Hay muchos que creen que, aunque la gente lo esté pasando mal, su obligación es ser siempre optimistas. Eso es un error de libro. Si el ciudadano te ve a 1.000 kilómetros de distancia de lo que está sintiendo, el fracaso está garantizado. Después hay realidades que influyen, como el impacto que la revolución tecnológica tiene en nuestra vida, en la política, la economía, las relaciones humanas, la comunicación… Esa revolución de la información ha liquidado la visión (equivocada) de que el que está en la cúpula del poder tiene la ventaja de concentrar la información que los demás no tienen. El problema no es quién tiene la información, sino quién tiene la capacidad de procesar esa información para obtener resultados. Eso de que la información es poder es mentira. ¿El 11-S se podría haber evitado de haber actuado con la información disponible? Sin duda alguna; la información estaba disponible, pero no se procesó bien. Los líderes que no están dispuestos a mantener la atención sobre los que en su equipo son críticos y capaces de decirles la verdad son líderes que tienden a absolutizar el proceso de toma de decisiones.

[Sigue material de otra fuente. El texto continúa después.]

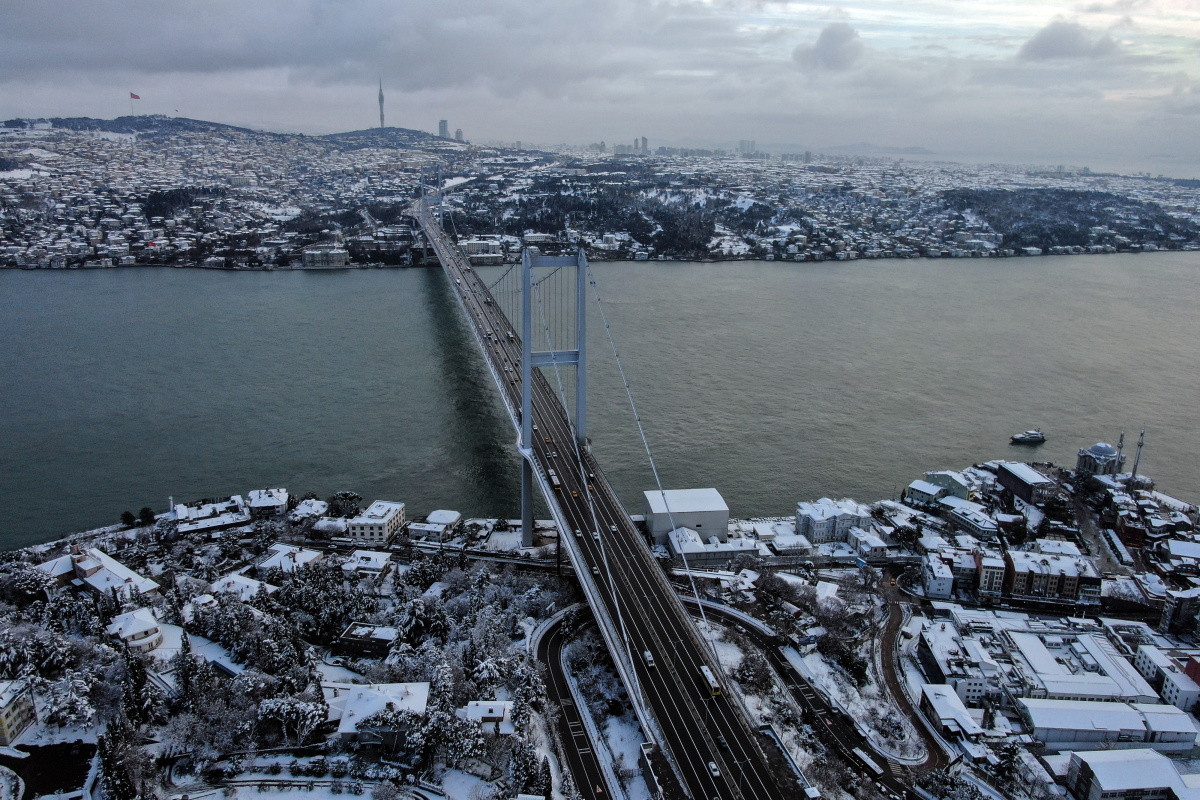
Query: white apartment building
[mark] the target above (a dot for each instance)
(829, 521)
(376, 525)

¿Dónde está hoy o dónde se debe ejercer el compromiso político?
El que hoy se decide a hacer política lo hace desde la antipolítica. La pérdida de vocación de servicio público es comprensible, y la estructura endogámica de los partidos acelera esa pérdida de compromiso político de la gente más cualificada. Si alguien brillante quiere hacer política, tiene que aceptar a priori que todo el mundo va a verle como presunto culpable. No se puede saber de qué; eso ya se sabrá en su día. Se ha degradado tanto la imagen de los políticos que tienen la seguridad de que su retribución se distancia exponencialmente de la del compañero que se ha dedicado a una actividad privada. ¿Se está produciendo una selección negativa que va creando crecientes sentimientos de orfandad representativa?Sí, se está produciendo. ¿Podemos corregirla? Deberíamos. Probablemente, en algunos casos se va a corregir sola y de pronto va a aparecer alguien que diga: «Oiga, yo me dedico a esto, pero no porque de eso dependa mi vida, sino porque quiero prestar un servicio para mejorar la vida de los demás». Si uno mira los debates, se da una contradicción muy nítida: se dice que los políticos viven muy bien, que son unos aprovechados, etc. Ahora bien, si le preguntas al interlocutor si querría que su hijo o hija se dedicase a la política te lo negaría. «¡De ninguna manera!». Esto, sumado a los muchos casos de corrupción, marca duramente la imagen de los políticos.
Hay quien dice tras pasar por el Gobierno que el poder no está en el Gobierno, sino en los tribunales, en el IBEX… ¿Existe la capacidad de transformar la realidad desde el poder? ¿Dónde está el poder?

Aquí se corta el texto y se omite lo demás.